I have a problem with the derivation of the gaussian behavior of the doppler broadening of gas atoms specrtal lines. I will describe what I have done so the problem along the derivation could be referred.
Derivation of the Doppler shift of frequency for moving emitter and static observer:
Let us consider an emitter of a wave which has a velocety component of $v$, in the wave's propagation axis, relative to an observer.
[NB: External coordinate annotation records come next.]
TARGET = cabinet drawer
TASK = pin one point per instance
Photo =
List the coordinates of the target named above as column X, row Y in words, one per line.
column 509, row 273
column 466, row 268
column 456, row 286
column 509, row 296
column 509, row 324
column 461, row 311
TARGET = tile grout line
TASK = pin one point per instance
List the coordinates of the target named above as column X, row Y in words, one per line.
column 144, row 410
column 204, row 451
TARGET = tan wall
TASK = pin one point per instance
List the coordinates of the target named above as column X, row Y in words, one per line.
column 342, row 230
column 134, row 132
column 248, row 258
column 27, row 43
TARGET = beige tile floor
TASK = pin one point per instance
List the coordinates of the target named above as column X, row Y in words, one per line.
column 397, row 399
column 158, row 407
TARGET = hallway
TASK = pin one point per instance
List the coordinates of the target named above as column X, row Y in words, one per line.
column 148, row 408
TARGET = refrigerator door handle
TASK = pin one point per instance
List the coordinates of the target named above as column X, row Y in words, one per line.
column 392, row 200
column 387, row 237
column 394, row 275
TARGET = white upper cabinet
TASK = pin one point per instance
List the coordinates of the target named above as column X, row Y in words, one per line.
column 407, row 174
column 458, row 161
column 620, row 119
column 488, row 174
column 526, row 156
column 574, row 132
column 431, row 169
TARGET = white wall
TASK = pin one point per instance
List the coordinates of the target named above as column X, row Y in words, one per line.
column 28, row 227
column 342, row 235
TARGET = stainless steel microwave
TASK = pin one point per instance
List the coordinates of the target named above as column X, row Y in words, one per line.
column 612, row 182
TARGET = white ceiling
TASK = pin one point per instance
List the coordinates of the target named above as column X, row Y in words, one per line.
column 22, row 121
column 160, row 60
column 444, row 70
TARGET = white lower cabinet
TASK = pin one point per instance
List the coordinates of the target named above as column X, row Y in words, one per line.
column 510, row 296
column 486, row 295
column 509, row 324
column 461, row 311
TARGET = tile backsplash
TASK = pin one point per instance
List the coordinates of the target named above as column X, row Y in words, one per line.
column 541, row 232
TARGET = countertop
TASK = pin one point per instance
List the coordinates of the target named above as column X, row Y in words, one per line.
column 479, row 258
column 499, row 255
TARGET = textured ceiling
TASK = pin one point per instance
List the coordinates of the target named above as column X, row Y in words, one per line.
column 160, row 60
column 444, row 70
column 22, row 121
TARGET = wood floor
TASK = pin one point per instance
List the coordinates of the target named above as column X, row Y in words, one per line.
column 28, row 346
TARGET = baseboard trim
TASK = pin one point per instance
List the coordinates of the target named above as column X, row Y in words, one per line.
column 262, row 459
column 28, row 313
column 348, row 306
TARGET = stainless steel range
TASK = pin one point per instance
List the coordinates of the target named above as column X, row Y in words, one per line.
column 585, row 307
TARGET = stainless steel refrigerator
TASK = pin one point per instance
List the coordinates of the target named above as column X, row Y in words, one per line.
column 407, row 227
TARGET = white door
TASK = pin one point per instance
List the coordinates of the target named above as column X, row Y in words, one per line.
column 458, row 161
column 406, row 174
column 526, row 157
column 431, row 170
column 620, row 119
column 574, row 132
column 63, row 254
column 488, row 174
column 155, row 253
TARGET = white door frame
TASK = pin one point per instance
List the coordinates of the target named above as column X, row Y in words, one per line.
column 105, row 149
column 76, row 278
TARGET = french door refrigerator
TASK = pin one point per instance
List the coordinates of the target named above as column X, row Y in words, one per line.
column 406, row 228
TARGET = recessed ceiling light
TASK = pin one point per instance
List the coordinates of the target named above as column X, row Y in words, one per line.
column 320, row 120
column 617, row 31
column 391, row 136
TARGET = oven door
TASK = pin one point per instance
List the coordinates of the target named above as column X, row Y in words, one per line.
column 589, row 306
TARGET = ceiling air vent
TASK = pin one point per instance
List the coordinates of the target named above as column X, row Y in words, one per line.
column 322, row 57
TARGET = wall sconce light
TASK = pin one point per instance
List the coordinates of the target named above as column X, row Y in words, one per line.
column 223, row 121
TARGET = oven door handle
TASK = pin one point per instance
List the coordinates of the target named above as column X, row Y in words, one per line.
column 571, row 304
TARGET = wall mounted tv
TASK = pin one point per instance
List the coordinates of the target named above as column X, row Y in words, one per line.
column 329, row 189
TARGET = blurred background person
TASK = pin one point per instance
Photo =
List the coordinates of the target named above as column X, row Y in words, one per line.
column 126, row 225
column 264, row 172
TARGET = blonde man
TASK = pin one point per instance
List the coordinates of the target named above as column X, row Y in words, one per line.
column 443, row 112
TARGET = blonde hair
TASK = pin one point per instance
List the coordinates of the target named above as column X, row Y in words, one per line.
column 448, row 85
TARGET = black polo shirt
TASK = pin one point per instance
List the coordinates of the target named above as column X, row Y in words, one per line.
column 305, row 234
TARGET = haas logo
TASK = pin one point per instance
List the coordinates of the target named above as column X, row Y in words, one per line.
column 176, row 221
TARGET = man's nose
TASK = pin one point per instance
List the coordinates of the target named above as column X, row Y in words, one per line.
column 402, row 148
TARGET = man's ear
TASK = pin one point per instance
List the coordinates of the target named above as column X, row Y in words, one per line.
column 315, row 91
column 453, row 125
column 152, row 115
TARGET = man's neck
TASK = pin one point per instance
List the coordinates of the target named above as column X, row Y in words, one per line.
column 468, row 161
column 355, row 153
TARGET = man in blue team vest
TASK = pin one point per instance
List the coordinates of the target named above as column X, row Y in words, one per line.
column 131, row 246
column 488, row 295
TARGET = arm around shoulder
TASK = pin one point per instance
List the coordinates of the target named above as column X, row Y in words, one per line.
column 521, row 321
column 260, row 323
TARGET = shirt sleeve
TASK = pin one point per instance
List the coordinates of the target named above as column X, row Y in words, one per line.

The relation between the period between the emission of two successive peaks of the wave in the emitter system, $t$, and the period between the arrival of those two peaks in the observer system, $\overline{t}$, is given by,
$$\overline{t}=t(1-\frac{v}{c}), \tag{1}$$
where $c$ is the wave velocity relative to the wave's medium if we do not consider light. In the presence of medium our derivation is for an observer fixed relative to the medium. From equation $(1)$ we get that the relation between the frequency of the wave in the emitter system, $f$, and the frequency of the wave in the observer system, $\overline{f}$, is,
$$f=\overline{f}(1-\frac{v}{c}).\tag{2}$$
Derivation of the Doppler broadening for emitting free atoms in gas:
For gas of free atoms of mass $m$ with temperature $T$, the probability density of a component of the atom's velocity in some axis, $v_i$, is given by,
$$\rho_{v_i}(v_i)=\sqrt{\frac{m}{2\pi k_bT}}e^{-\frac{m}{2k_bT}v_i^2}.\tag{3}$$
If the gas atoms are excited to the same state they will emit photons of the same energy relative to their own systems. From equation $(2)$ we get that the relation between the energy of a photon in the system of an emitter atom, $E$, and the energy of the photon measured by a fixed observer (relative to the observer the atoms velocities are measured), $\overline{E}$, is,
$$E=\overline{E}(1-\frac{v}{c}).\tag{4}$$
From equations $(3)$ and $(4)$ I got the following probability density for the emitted photons energy in the observer system:
$$\rho_\overline{E}(\overline{E})=\sqrt{\frac{m}{2\pi k_bT}}e^{-\frac{mc^2}{2k_bT}(1-\frac{E}{\overline{E}})^2}.\tag{5}$$
This is not a gaussian function of course, but again I am not sure where is my mistake. I saw in some websites a different version of equation $(2)$ of my derivation for the same described system of the form,
$$\overline{f}=f(1-\frac{v}{c}),\tag{6}$$
which will result with a gaussian probability distribution of the emitted photons energy in the observer system, but it contradicts the derivation of equation (2).